The Department of Pharmacy, BRAC University organized a seminar, titled ‘Recent Developments in Molecular Medicine’ on November 9, 2016 at the Department of Pharmacy, BRAC University. The speaker of the seminar was Dr. Rasheduzzaman Chowdhury, Research Scientist, University of Oxford, United Kingdom. The seminar was organized to introduce the students to the recent prospects of molecular medicine.
Molecular medicine is an interdisciplinary field, where physicochemical, biological and medical tools are used to establish structures of biological macromolecules and mechanisms, identify molecular and genetic errors of diseases, and develop molecular interventions to correct pathologies. In this presentation, Dr Chowdhury described two broad approaches for generic discovery programmes, namely, phenotype-based drug discovery (PDD) and target-based drug discovery (TDD). While TDD approaches aim to manipulate functions of validated biologically relevant targets (i.e. proteins with different functionality and nucleic acids), PDD approaches are based on phenotypes or organism's observable characteristics or traits, e.g., morphology, growth, biochemical or physiological properties and are not restricted to any particular target. Both approaches involve high-throughput assay platforms for identifying small molecules using a combination of in vitro, cell-based and often animal-based (transgenic animal models) screening. This early discovery phase is then followed by pre-clinical studies and clinical trials (in at least 3 phases) before a potential drug candidate can be approved as a new drug entity (NDE).

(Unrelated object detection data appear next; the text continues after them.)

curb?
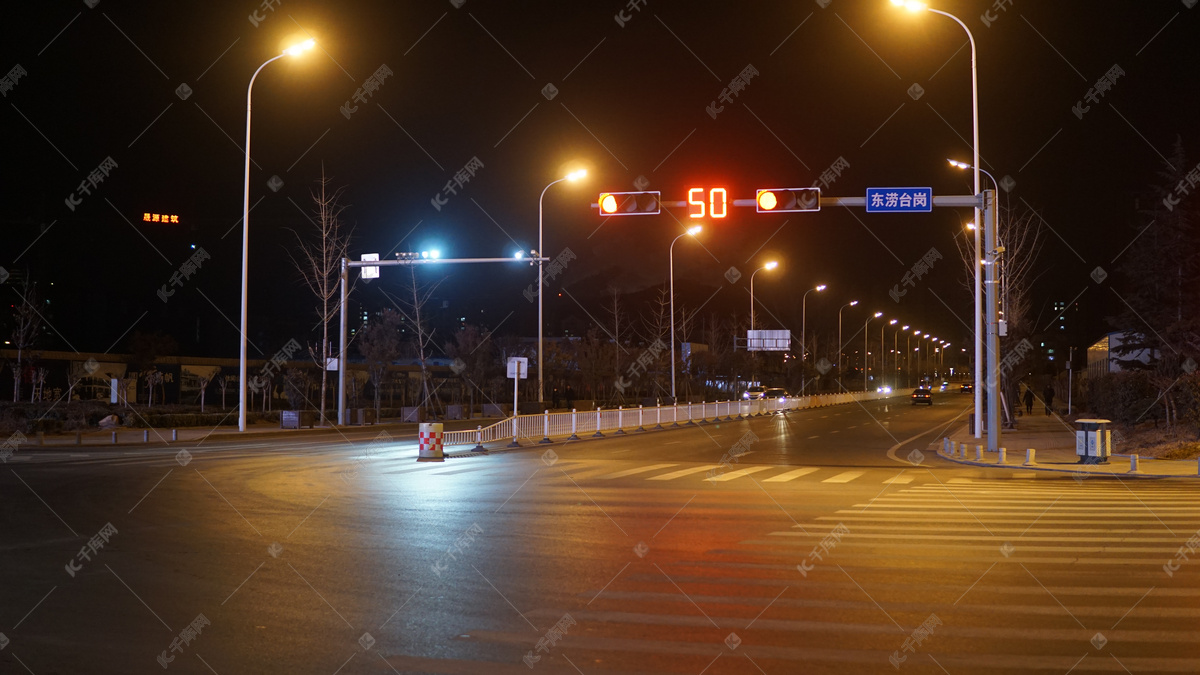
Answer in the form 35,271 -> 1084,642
936,450 -> 1196,478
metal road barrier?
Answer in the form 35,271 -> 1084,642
443,389 -> 912,447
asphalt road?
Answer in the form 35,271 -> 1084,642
0,394 -> 1200,675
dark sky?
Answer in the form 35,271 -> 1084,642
0,0 -> 1200,356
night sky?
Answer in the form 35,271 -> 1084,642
0,0 -> 1200,357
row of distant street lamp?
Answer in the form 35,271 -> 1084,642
238,0 -> 995,427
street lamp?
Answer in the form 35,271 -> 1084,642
538,169 -> 588,405
892,0 -> 983,438
838,300 -> 858,381
238,38 -> 314,431
947,157 -> 1000,438
863,312 -> 883,392
750,261 -> 777,329
800,283 -> 840,395
667,225 -> 700,405
880,318 -> 900,384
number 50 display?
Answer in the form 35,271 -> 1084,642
688,187 -> 730,219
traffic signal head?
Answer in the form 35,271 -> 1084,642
599,191 -> 662,216
755,187 -> 821,214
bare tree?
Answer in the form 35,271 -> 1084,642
445,325 -> 494,419
954,199 -> 1044,424
384,265 -> 442,419
198,375 -> 212,413
354,309 -> 401,419
11,274 -> 42,402
288,163 -> 352,424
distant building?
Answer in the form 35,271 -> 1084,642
1087,331 -> 1158,377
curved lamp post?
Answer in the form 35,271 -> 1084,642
238,38 -> 314,431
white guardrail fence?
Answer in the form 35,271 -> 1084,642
443,389 -> 912,447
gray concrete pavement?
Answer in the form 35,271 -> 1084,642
0,396 -> 1200,675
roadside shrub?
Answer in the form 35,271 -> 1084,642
1087,371 -> 1163,425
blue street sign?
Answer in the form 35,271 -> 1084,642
866,187 -> 934,214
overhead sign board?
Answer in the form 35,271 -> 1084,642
509,357 -> 529,380
360,253 -> 379,279
866,187 -> 934,214
746,330 -> 792,352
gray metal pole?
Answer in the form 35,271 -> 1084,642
238,54 -> 286,431
337,258 -> 350,425
983,190 -> 1000,453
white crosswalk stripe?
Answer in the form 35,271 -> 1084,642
704,466 -> 770,483
822,471 -> 864,483
763,466 -> 820,483
647,464 -> 719,480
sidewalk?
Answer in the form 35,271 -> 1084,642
10,418 -> 498,450
936,411 -> 1200,478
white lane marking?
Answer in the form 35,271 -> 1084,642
822,471 -> 865,483
647,464 -> 720,480
600,464 -> 678,478
704,466 -> 770,483
763,466 -> 818,483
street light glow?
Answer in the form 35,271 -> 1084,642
283,37 -> 317,56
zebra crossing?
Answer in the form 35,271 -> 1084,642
412,475 -> 1200,673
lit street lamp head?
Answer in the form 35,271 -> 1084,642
283,37 -> 317,56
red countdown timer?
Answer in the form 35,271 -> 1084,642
688,187 -> 730,219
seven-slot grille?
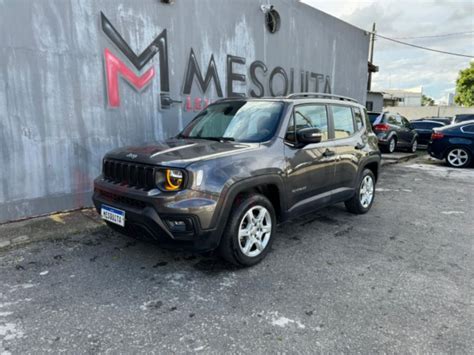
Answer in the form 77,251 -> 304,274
102,159 -> 155,190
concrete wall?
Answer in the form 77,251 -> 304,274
0,0 -> 368,222
366,92 -> 383,112
384,106 -> 474,120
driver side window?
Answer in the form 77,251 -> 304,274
287,105 -> 328,142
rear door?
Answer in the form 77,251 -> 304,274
399,116 -> 416,145
285,104 -> 336,213
329,105 -> 367,200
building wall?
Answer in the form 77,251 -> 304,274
0,0 -> 368,222
385,106 -> 474,120
366,92 -> 383,112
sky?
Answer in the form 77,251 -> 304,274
301,0 -> 474,102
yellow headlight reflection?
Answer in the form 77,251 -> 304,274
165,169 -> 183,191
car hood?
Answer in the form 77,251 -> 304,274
105,138 -> 260,167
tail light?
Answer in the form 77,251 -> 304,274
374,123 -> 390,132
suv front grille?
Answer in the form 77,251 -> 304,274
96,190 -> 146,209
102,159 -> 155,190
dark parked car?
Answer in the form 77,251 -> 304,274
411,117 -> 454,125
454,113 -> 474,123
369,112 -> 418,153
410,120 -> 446,145
93,94 -> 381,265
428,120 -> 474,168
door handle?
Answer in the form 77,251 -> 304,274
323,149 -> 336,157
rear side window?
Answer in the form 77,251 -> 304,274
330,106 -> 354,139
387,115 -> 398,125
294,105 -> 328,141
353,107 -> 364,131
368,112 -> 383,125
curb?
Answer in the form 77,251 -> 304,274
0,208 -> 105,252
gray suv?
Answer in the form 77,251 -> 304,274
93,93 -> 381,266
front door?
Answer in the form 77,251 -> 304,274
285,104 -> 336,214
329,105 -> 367,196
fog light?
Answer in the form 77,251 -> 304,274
166,218 -> 192,232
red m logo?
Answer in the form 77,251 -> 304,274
104,48 -> 155,107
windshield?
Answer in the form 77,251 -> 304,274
179,100 -> 283,142
368,112 -> 382,124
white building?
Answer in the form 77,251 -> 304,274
382,86 -> 423,107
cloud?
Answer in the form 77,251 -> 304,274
303,0 -> 474,97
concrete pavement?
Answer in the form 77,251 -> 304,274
0,162 -> 474,354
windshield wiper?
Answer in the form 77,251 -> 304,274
186,136 -> 235,142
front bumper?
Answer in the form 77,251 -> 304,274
92,177 -> 220,252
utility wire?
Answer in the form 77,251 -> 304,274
394,31 -> 474,39
369,32 -> 474,58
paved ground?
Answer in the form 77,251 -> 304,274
0,162 -> 474,354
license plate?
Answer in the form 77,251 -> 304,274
100,205 -> 125,227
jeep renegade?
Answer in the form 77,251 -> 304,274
93,93 -> 381,266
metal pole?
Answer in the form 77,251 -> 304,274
367,22 -> 375,91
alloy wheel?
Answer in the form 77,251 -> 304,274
359,175 -> 375,208
238,206 -> 272,258
448,148 -> 469,167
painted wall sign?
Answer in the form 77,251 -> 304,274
100,12 -> 331,111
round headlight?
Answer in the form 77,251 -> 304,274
155,169 -> 184,191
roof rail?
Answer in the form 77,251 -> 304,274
286,92 -> 359,103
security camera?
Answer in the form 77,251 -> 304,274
260,5 -> 274,14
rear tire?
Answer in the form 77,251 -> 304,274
345,169 -> 375,214
218,194 -> 276,267
446,147 -> 472,168
382,137 -> 397,154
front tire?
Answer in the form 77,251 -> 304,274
219,194 -> 276,266
345,169 -> 375,214
446,147 -> 472,168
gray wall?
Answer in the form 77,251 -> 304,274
366,92 -> 383,112
384,106 -> 474,120
0,0 -> 368,222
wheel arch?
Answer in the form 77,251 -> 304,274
212,174 -> 287,245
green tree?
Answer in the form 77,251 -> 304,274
454,61 -> 474,107
421,95 -> 434,106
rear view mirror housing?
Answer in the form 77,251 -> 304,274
296,127 -> 323,145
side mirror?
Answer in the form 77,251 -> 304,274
296,127 -> 323,145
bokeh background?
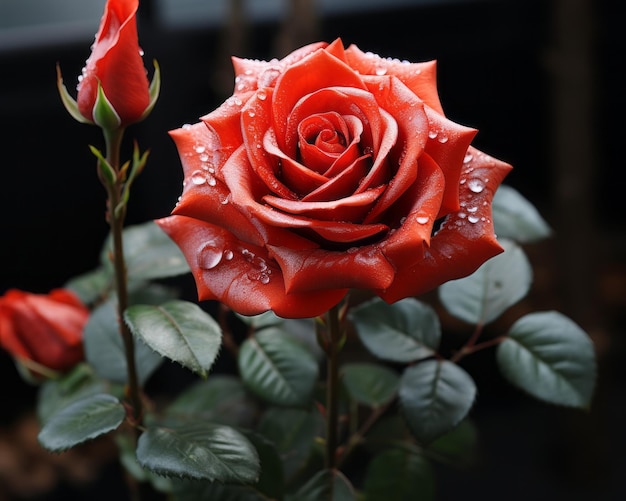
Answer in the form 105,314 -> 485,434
0,0 -> 626,501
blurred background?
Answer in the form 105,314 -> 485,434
0,0 -> 626,501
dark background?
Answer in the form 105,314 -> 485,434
0,0 -> 626,501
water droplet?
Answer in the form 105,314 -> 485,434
198,244 -> 224,270
191,170 -> 206,186
467,177 -> 485,193
258,66 -> 280,87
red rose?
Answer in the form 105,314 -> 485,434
0,289 -> 89,371
158,40 -> 510,317
77,0 -> 151,127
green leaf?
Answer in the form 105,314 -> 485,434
137,421 -> 259,483
398,360 -> 476,443
246,432 -> 285,499
238,327 -> 318,406
165,374 -> 257,427
439,240 -> 532,325
350,298 -> 441,362
428,419 -> 478,468
173,480 -> 270,501
83,299 -> 162,385
341,363 -> 400,408
64,268 -> 113,304
39,393 -> 126,452
287,470 -> 356,501
364,449 -> 435,501
101,221 -> 189,282
491,185 -> 552,243
124,300 -> 222,377
37,363 -> 107,424
496,311 -> 596,408
258,407 -> 324,479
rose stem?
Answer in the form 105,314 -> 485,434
326,305 -> 341,469
103,129 -> 143,433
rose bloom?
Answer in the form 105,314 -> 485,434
77,0 -> 150,127
157,40 -> 511,318
0,289 -> 89,372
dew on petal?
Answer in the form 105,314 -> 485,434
467,177 -> 485,193
191,170 -> 207,186
198,243 -> 224,270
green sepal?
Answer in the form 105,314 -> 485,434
57,64 -> 95,125
92,82 -> 122,131
89,145 -> 117,187
115,141 -> 150,215
140,59 -> 161,120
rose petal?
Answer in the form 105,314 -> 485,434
240,88 -> 297,199
345,45 -> 443,115
377,147 -> 511,303
356,77 -> 428,222
425,107 -> 477,216
231,42 -> 328,95
196,88 -> 254,168
157,216 -> 347,318
268,245 -> 395,293
302,155 -> 371,202
170,123 -> 263,245
272,50 -> 365,156
284,87 -> 384,158
263,186 -> 385,222
380,154 -> 445,270
263,129 -> 328,194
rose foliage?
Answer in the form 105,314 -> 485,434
157,40 -> 510,318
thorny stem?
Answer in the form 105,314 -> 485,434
104,129 -> 143,434
325,305 -> 342,469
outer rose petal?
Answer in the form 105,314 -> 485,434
77,0 -> 150,126
377,147 -> 511,303
157,216 -> 347,318
345,45 -> 443,115
170,123 -> 262,245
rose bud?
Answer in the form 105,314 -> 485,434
57,0 -> 160,130
157,40 -> 511,318
0,289 -> 89,376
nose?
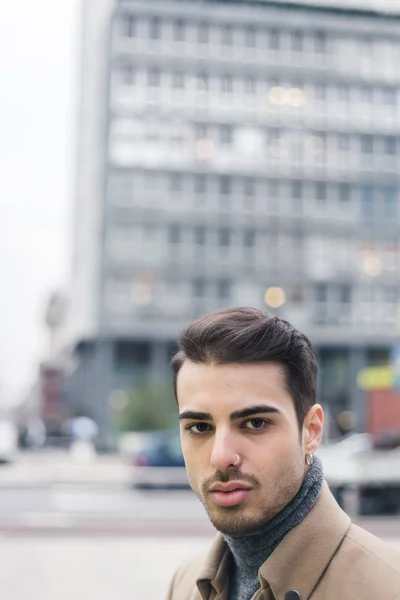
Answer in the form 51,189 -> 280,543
210,433 -> 238,472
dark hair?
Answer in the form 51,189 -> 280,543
171,308 -> 318,427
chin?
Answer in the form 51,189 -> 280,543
207,506 -> 261,535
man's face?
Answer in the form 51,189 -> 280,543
177,361 -> 323,535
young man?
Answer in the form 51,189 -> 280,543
168,308 -> 400,600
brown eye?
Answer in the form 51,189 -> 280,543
245,419 -> 268,430
186,423 -> 210,435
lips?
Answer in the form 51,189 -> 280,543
210,481 -> 251,506
210,481 -> 250,492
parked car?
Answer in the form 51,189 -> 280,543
132,430 -> 189,488
0,420 -> 18,463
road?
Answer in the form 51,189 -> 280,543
0,459 -> 400,600
0,534 -> 209,600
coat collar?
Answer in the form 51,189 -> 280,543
197,482 -> 350,600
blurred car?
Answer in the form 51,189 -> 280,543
0,420 -> 18,463
132,431 -> 190,489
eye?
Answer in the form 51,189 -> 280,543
185,423 -> 211,435
243,419 -> 270,431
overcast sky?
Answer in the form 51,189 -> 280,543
0,0 -> 79,403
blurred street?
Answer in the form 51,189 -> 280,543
0,534 -> 209,600
0,451 -> 400,600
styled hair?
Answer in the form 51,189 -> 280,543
171,308 -> 318,428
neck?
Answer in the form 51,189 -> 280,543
224,457 -> 323,572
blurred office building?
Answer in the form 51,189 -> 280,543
65,0 -> 400,446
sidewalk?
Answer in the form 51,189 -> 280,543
0,450 -> 131,489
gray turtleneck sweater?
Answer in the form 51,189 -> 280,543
224,457 -> 323,600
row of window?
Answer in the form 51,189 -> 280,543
111,121 -> 399,156
110,173 -> 399,219
120,14 -> 329,54
119,67 -> 398,107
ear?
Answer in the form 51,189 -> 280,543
303,404 -> 324,454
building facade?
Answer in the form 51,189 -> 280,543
69,0 -> 400,448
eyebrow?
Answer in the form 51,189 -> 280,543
179,404 -> 281,421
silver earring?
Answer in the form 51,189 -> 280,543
232,454 -> 240,467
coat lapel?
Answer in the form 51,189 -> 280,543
259,482 -> 350,600
196,533 -> 232,600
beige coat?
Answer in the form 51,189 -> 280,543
168,483 -> 400,600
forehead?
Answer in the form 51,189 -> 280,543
177,361 -> 294,414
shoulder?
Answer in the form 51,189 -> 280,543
331,524 -> 400,600
167,554 -> 206,600
346,524 -> 400,576
316,524 -> 400,600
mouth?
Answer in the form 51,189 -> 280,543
210,481 -> 251,506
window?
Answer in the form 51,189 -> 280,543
291,181 -> 303,198
243,177 -> 255,196
168,223 -> 182,244
221,75 -> 233,93
122,15 -> 136,37
219,125 -> 233,146
290,284 -> 304,304
218,227 -> 231,247
383,135 -> 397,156
315,83 -> 326,100
194,175 -> 207,194
361,185 -> 374,219
244,77 -> 257,94
221,25 -> 233,46
337,283 -> 351,304
193,277 -> 207,298
121,63 -> 136,85
268,29 -> 280,50
197,23 -> 210,44
169,173 -> 182,192
197,73 -> 209,92
244,26 -> 256,48
315,181 -> 328,201
243,229 -> 256,248
149,17 -> 161,40
173,19 -> 185,42
360,85 -> 374,104
291,31 -> 304,52
382,86 -> 397,106
315,31 -> 327,54
338,133 -> 350,152
147,69 -> 161,87
194,123 -> 208,140
339,183 -> 351,202
314,283 -> 328,304
382,186 -> 397,219
194,225 -> 206,246
219,175 -> 232,195
337,84 -> 350,102
172,71 -> 185,89
360,135 -> 374,154
217,279 -> 231,300
268,180 -> 279,198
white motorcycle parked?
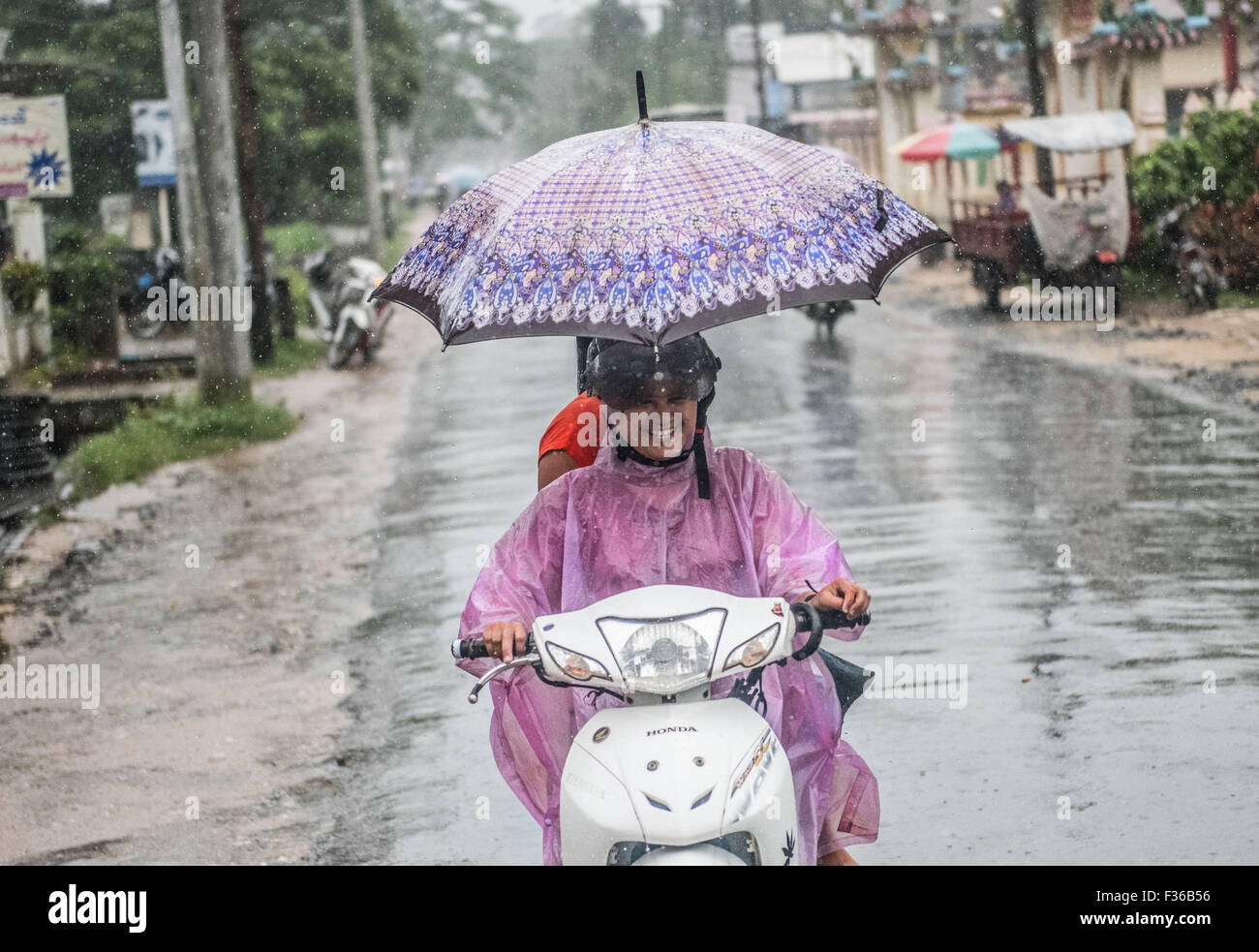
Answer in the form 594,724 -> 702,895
450,586 -> 869,867
303,252 -> 393,370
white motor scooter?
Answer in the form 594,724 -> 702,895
450,586 -> 869,867
302,252 -> 393,370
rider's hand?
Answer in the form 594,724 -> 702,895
810,578 -> 870,618
482,622 -> 529,661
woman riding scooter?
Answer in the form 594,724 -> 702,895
460,335 -> 878,865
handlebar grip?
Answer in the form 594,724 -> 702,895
817,608 -> 870,630
450,638 -> 490,659
450,632 -> 534,660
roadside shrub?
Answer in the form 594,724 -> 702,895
1130,102 -> 1259,287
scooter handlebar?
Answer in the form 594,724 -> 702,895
450,633 -> 534,660
790,602 -> 870,661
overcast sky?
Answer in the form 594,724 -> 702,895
501,0 -> 660,39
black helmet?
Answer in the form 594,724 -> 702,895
586,334 -> 722,408
583,334 -> 722,499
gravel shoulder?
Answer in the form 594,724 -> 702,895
0,324 -> 436,864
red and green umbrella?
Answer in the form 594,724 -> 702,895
891,122 -> 1001,163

Dr. Chowdhury presented recent advances in the structural biology techniques that enabled high-resolution crystal structures of the most important prolyl hydroxylase, i.e. PHD2, in complex with small-molecule modulators that are in clinical trials.
The speaker, Dr. Chowdhury started his career at the Faculty of Pharmacy, University of Dhaka from where he attained his Bachelor and Master of Pharmacy degrees, the latter focusing on research in the natural products chemistry. Subsequently, as the youngest lecturer in the Pharmacy Faculty in 2003, he was one of the very few researchers without a PhD, who was awarded an ‘International Foundation of Science’ grant as a Principal Investigator. These early research experiences inspired him to pursue long-term research interests at the interface of chemistry, biology and medicine. Dr. Chowdhury obtained his PhD in 2008 with the Commonwealth Open Scholarship from the University of Oxford in Structural Biology of pharmaceutically important protein targets and complexes involved in oxygen-sensitive transcriptions.